Sesampai di kantor, Asrana mulai menunggu kedatangan Akhwal, tapi pria itu belum juga menampakkan batang hidungnya, Asrana mulai mengira-ngira kalau pria berhidung mancung itu tidak akan datang, hampir dua jam lebih pria itu belum juga muncul.

Tiba-tiba ponselnya berdering, ada suara diseberang sana yang menelponnya untuk berkumpul makan bersama, di sebuah rumah makan dekat ujung jalan dari gedung kantor. Asrana langsung ke sana, rupanya ada kejutan yang tidak dia sangka, Akhwal berniat untuk lebih dahulu memintanya. Asrana begitu tersentuh, ingin rasanya dia menjerit.

Di tengah kebahagiaan itu, muncul pesan bertubi-tubi di ponsel WhatsApp, ia mengira mungkin itu pesan ucapan selamat dari kawan-kawan, namun tiba-tiba ponsel itu berdering sebanyak dua kali, Asrana yang tadinya sibuk mengira-ngira, langsung mengangkat telpon tersebut, terdengar suara Perempuan di Seberang sana.

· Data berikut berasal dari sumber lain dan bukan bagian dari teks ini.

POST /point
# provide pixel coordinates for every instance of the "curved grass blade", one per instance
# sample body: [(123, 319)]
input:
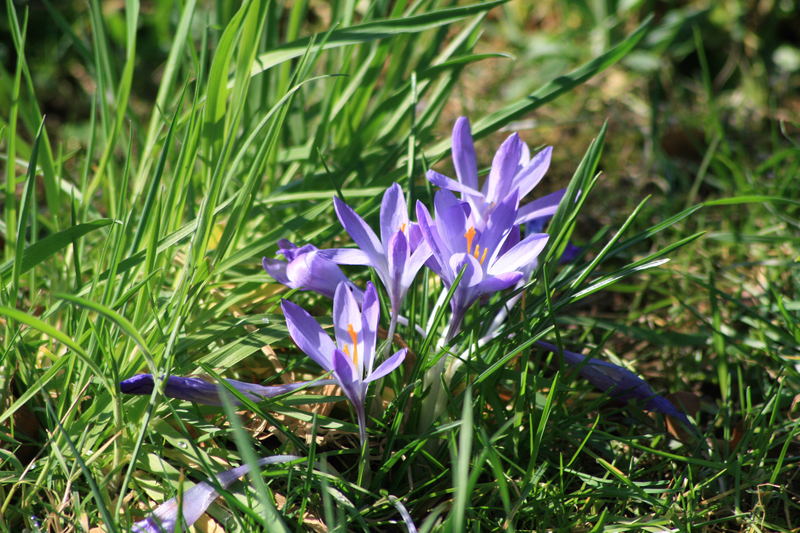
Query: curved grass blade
[(371, 31), (45, 248)]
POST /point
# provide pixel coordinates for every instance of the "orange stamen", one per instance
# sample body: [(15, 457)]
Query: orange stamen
[(469, 235)]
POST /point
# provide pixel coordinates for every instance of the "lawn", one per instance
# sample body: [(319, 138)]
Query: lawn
[(613, 348)]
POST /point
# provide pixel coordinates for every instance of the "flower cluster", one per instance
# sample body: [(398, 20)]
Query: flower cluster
[(479, 243)]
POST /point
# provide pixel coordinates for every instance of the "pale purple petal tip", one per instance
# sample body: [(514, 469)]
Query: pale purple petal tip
[(619, 382), (197, 499)]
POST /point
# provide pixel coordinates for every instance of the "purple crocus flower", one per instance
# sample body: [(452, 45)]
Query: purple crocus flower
[(202, 392), (352, 356), (494, 257), (619, 382), (396, 256), (196, 500), (513, 169), (306, 268)]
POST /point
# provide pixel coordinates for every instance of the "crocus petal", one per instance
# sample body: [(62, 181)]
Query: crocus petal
[(530, 176), (504, 166), (197, 499), (541, 207), (315, 272), (347, 318), (443, 182), (473, 274), (394, 213), (398, 256), (359, 231), (200, 391), (344, 369), (308, 334), (464, 159), (500, 282), (415, 262), (439, 253), (370, 316), (451, 221), (498, 225), (520, 255), (619, 382), (276, 268), (352, 386), (387, 366)]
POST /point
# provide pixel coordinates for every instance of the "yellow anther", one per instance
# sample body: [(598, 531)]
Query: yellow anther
[(469, 235), (353, 337)]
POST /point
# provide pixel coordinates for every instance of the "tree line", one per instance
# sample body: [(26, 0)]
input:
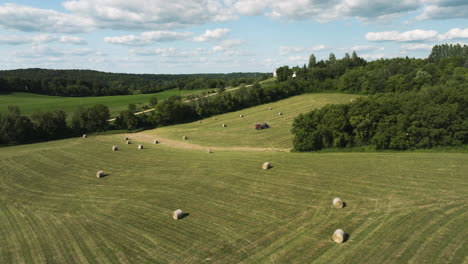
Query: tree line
[(413, 103), (94, 83), (420, 104)]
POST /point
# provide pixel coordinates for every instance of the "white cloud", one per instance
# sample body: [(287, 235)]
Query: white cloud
[(366, 48), (147, 38), (212, 34), (40, 39), (168, 52), (407, 47), (228, 44), (417, 35), (29, 19), (373, 56), (324, 11), (413, 35), (39, 51), (150, 14), (251, 7), (86, 15), (285, 50), (72, 40), (456, 33), (444, 11), (299, 59)]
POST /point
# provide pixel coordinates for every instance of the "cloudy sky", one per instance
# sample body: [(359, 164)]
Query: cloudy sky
[(195, 36)]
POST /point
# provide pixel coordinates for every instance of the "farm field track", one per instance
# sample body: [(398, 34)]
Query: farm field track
[(240, 132), (30, 103), (400, 207)]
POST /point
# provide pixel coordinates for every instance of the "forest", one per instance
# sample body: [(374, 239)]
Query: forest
[(410, 103), (93, 83)]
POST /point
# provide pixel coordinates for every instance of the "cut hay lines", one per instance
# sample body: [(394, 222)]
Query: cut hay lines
[(238, 212), (240, 131)]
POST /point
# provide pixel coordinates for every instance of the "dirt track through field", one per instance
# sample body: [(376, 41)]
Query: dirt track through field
[(186, 145)]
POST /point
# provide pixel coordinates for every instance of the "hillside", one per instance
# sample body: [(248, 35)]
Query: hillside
[(400, 207), (31, 103), (241, 131)]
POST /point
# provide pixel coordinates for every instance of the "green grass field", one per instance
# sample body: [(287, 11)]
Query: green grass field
[(241, 132), (400, 207), (30, 103)]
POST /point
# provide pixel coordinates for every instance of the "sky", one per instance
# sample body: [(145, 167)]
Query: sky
[(219, 36)]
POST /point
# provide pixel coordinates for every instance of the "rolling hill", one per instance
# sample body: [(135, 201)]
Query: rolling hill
[(30, 103), (400, 207)]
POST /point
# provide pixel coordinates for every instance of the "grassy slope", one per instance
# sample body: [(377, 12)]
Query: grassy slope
[(401, 207), (30, 103), (241, 132)]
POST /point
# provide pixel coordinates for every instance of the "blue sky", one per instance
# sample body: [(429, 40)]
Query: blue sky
[(200, 36)]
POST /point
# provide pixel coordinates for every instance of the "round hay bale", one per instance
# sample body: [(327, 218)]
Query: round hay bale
[(339, 236), (177, 214), (337, 203), (266, 166)]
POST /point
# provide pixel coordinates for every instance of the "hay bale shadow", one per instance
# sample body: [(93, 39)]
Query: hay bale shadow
[(184, 215), (346, 237)]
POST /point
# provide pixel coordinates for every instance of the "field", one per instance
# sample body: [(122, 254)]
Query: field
[(30, 103), (400, 207), (241, 132)]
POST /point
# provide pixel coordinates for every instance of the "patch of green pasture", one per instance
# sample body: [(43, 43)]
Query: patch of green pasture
[(30, 103), (400, 207), (241, 131)]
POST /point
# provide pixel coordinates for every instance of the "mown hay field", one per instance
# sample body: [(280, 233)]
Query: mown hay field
[(31, 103), (240, 131), (400, 207)]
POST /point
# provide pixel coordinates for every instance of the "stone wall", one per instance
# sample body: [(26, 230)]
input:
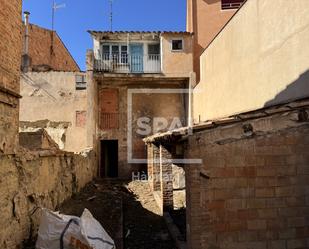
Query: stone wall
[(65, 121), (32, 180), (251, 191), (44, 56), (10, 56)]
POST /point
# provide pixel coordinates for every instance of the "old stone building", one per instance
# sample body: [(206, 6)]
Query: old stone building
[(10, 46), (246, 156), (134, 78), (36, 173), (43, 50), (52, 81)]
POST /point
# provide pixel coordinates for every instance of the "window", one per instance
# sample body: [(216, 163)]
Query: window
[(106, 52), (177, 45), (124, 54), (80, 82), (115, 53), (81, 117), (231, 4), (154, 51)]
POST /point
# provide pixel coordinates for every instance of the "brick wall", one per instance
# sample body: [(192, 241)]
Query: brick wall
[(58, 59), (252, 190), (10, 56)]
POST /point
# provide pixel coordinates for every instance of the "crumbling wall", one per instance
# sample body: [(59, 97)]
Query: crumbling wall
[(33, 180), (10, 56), (251, 191), (54, 96)]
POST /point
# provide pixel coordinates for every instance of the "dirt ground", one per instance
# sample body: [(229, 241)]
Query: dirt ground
[(126, 210)]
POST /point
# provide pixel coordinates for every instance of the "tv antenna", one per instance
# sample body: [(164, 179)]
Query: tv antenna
[(111, 14), (54, 8)]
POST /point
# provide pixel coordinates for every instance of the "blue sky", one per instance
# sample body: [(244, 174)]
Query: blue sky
[(78, 16)]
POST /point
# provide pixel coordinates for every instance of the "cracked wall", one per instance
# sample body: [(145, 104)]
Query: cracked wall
[(42, 179), (51, 101), (10, 56)]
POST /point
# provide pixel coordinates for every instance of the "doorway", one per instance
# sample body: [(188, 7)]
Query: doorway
[(109, 158)]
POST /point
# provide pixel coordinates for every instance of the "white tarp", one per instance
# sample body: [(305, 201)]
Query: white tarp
[(59, 231)]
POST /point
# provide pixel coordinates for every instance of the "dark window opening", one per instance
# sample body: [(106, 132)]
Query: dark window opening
[(109, 158), (177, 45), (153, 51), (124, 54), (231, 4)]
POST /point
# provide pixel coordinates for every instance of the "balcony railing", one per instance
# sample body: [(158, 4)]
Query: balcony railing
[(125, 63), (232, 4)]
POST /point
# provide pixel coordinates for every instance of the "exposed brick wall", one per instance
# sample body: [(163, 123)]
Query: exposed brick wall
[(41, 54), (166, 179), (251, 192), (10, 56)]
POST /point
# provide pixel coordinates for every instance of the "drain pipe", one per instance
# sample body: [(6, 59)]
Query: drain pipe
[(26, 57)]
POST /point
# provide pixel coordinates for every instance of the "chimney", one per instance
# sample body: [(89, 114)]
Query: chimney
[(26, 60)]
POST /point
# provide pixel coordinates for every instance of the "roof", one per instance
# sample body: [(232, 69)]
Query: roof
[(100, 33), (180, 133), (139, 32)]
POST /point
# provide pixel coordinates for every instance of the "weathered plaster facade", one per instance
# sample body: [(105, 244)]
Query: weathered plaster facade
[(52, 101), (47, 51), (10, 47), (259, 59), (34, 180), (113, 82)]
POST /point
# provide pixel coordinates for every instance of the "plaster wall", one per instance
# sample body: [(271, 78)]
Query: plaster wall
[(260, 59), (52, 96)]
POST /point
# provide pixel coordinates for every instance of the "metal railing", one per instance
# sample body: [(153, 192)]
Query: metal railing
[(125, 63), (232, 5)]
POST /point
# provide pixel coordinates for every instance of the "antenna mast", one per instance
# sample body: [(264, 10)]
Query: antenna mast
[(111, 14), (54, 8)]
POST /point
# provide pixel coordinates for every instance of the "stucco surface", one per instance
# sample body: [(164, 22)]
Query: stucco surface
[(261, 58), (52, 96)]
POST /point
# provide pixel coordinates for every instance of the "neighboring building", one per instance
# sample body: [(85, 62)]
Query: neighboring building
[(45, 51), (54, 90), (264, 63), (138, 73), (246, 157), (10, 54), (205, 18)]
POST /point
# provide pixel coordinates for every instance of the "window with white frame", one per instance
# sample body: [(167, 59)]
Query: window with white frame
[(115, 52), (177, 44), (154, 51), (231, 4), (80, 81)]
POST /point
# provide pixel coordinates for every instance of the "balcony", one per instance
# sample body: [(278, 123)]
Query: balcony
[(125, 63), (231, 4)]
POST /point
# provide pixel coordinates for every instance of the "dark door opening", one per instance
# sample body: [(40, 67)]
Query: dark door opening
[(109, 158)]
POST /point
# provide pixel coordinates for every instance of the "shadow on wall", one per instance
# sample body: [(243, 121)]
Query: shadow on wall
[(296, 90)]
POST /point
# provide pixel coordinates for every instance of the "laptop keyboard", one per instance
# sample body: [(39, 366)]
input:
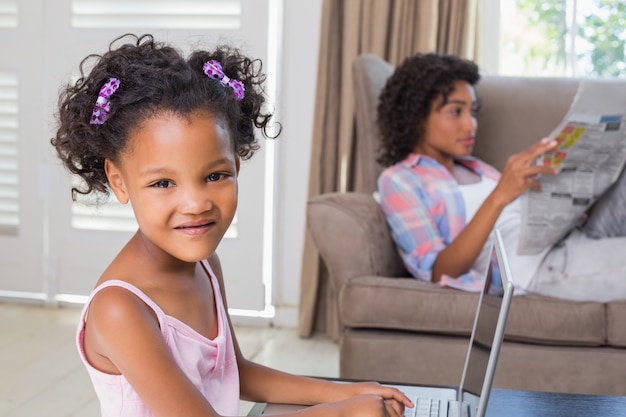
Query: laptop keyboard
[(425, 407)]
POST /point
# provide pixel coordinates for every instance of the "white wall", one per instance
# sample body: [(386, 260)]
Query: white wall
[(301, 35)]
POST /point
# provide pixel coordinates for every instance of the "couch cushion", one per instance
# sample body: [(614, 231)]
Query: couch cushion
[(615, 329), (411, 305)]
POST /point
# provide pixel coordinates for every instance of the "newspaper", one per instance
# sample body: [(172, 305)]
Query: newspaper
[(589, 157)]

“Asrana, kau ini betul-betul ya, tak jadi ikutkah? Kami semua sudah di lokasi, kutinggal saja ya,”hardik Asykila, rekan sejawatnya.

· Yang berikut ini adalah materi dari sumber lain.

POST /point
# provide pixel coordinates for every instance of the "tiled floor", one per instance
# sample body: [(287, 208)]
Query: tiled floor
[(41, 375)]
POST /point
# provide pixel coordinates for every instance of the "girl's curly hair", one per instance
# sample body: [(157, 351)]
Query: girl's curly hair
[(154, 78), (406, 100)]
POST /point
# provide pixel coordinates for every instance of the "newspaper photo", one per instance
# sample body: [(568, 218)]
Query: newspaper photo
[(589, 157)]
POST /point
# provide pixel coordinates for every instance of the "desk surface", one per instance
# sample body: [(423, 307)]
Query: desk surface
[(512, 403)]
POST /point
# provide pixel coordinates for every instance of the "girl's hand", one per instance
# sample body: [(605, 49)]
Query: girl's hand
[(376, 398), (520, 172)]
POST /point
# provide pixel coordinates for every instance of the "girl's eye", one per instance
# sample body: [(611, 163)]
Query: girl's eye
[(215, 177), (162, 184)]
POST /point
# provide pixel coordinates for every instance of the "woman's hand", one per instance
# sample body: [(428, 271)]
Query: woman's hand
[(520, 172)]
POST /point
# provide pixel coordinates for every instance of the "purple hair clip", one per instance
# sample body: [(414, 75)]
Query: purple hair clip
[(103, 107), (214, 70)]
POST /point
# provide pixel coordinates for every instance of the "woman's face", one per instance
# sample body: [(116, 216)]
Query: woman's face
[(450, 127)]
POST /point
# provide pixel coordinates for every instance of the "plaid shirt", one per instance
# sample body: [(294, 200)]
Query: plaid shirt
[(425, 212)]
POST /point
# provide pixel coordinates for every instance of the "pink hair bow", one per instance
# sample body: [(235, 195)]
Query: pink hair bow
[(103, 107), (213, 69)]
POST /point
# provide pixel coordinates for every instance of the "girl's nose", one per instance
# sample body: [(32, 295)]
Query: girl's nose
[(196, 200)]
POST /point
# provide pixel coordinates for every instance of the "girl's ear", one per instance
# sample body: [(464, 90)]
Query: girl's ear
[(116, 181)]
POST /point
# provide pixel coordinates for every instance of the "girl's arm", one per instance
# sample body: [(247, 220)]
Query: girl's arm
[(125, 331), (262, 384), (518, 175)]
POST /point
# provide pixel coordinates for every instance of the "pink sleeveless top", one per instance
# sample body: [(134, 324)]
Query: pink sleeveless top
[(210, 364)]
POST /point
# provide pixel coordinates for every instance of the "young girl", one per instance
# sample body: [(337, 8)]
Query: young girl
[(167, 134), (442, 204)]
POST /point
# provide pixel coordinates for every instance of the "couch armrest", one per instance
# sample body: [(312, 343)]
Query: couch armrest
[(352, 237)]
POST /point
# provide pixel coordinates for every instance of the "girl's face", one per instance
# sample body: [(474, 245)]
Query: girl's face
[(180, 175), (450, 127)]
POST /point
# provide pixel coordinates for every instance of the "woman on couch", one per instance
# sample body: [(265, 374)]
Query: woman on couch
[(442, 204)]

Asrana langsung tersentak dan bangun dari tidurnya dengan ponsel di telinga, ia termangu sejenak mencerna apa yang dia alami. Matanya mengarah pada jam dinding yang menunjukkan pukul 10.00 WIB, dilihatnya pesan WhatApp sudah terbilang 20 pesan dan 10 panggilan tak terjawab. Ia kembali menepuk pipi, manakala masih bermimpi, rupanya pipi kiri itu terasa sakit, kondisi itu menyadarkannya bahwa dia sedang tidak bermimpi.

Pelan-pelan ia mulai membuka WhatsApp, rupanya sudah ada puluhan foto yang terkirim di beranda, dia download salah satunya, tampak Akhwal tengah menggandeng seorang perempuan mengenakan baju pengantin modern melayu. Akhwal sebagai mempelai pria tampak gagah di foto itu. Mereka dikelilingi oleh rekan kantornya Asrana. Asykila pun juga ada di sana memperlihatkan ekspresi meledek, seolah-olah dia mencemooh Asrana yang tak bisa datang dalam pesta itu.

Tiba-tiba benda tajam besar menghunus dadanya, kali ini dia tersadar bahwa kebahagiaan sesaat yang dirasakan beberapa waktu yang lalu hanya sebuah ilusi, bunga tidur yang seolah-seolah nyata, mimpi dipagi hari yang merusak batin, hingga dadanya terasa sesak, air mata berurai membasahi pipinya, seolah-olah dunia ini akan runtuh.

“Duka macam apa yang aku rasakan ini, tak pernah sepedih ini dalam merasa, tak sanggup kaki ini berdiri dari tempat tidur,”

Sampai sore datang Asranapun tak bergeming dari ranjangnya, dia hanya duduk terpaku di dekat jendela lemari sembari mengamati langit yang mulai gelap, rasa sedihnya sudah melampaui batas air mata, dan Asranapun tenggelam dalam lamunannya, lamunan saat dia dahulu menunggu sang pujaan hati di dekat taman kota ujung jembatan, Walaupun hujan turun, kekasih yang dinanti itu tak pernah muncul.